BOISE, Idaho (AP) — Police are seeking help in locating a vehicle occupant seen near where four University of Idaho students were stabbed to death last month.
Moscow police said Wednesday afternoon, early in the morning of November 13, that a civilian was called in to identify a person inside a white Hyundai Elantra built between 2011 and 2013 near a house off campus. issued a statement asking for help. No sedan license plate.
“Whether you believe it to be important or not, your information could be a puzzle piece to help investigators solve these murders,” the agency wrote.
relatively few details The murders of Madison Mogen, Kaylee Goncalves, Xana Kernodle and Ethan Chapin have been released. An autopsy revealed that four students had been stabbed to death, and the attack probably began while they were asleep.
“Tips and clues led investigators to seek additional information about a vehicle in the immediate vicinity of the King Street residence in the early hours of November 13. “If you know or own a vehicle that fits this description, or if you know of a vehicle that fits this description, we may have important information that should be available,” the ministry wrote in a news release. If you know anyone who may have been driving this vehicle that day, please forward that information to Tipline.”
Moscow Police Department has asked anyone with information to send an email Or call the tip line at 208-883-7180.The FBI, which is supporting the investigation, has created a website You can upload security camera footage and other digital media from the area recorded before and after the murder.
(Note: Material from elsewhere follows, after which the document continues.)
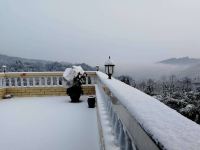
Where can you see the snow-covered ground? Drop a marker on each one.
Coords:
(47, 123)
(172, 130)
4 stabbing victims A friend and member of the Greek system of universities., shattered the sense of security many had in rural farming and college towns. The three of him, Mogen, Goncalves, and Kernodle, lived with his two other roommates in a rented house across the street from campus. There, Kernodle’s boyfriend, his Chapin, was visiting.
Moscow police chief James Fry was in a rented house with other law enforcement officers on Wednesday collecting the victim’s belongings so that they could return them to their families. He announced his plans on Monday and hopes that returning meaningful items to the family will help them heal.
Six Moscow Department detectives, 48 FBI agents, and more than a dozen Idaho State Police agents were involved in solving the case.
“We’re going to do our job and we’re going to do this to the best of our ability,” Frye said outside the home on Wednesday. Thanks to the victims, thanks to our community, and we will continue to do so.”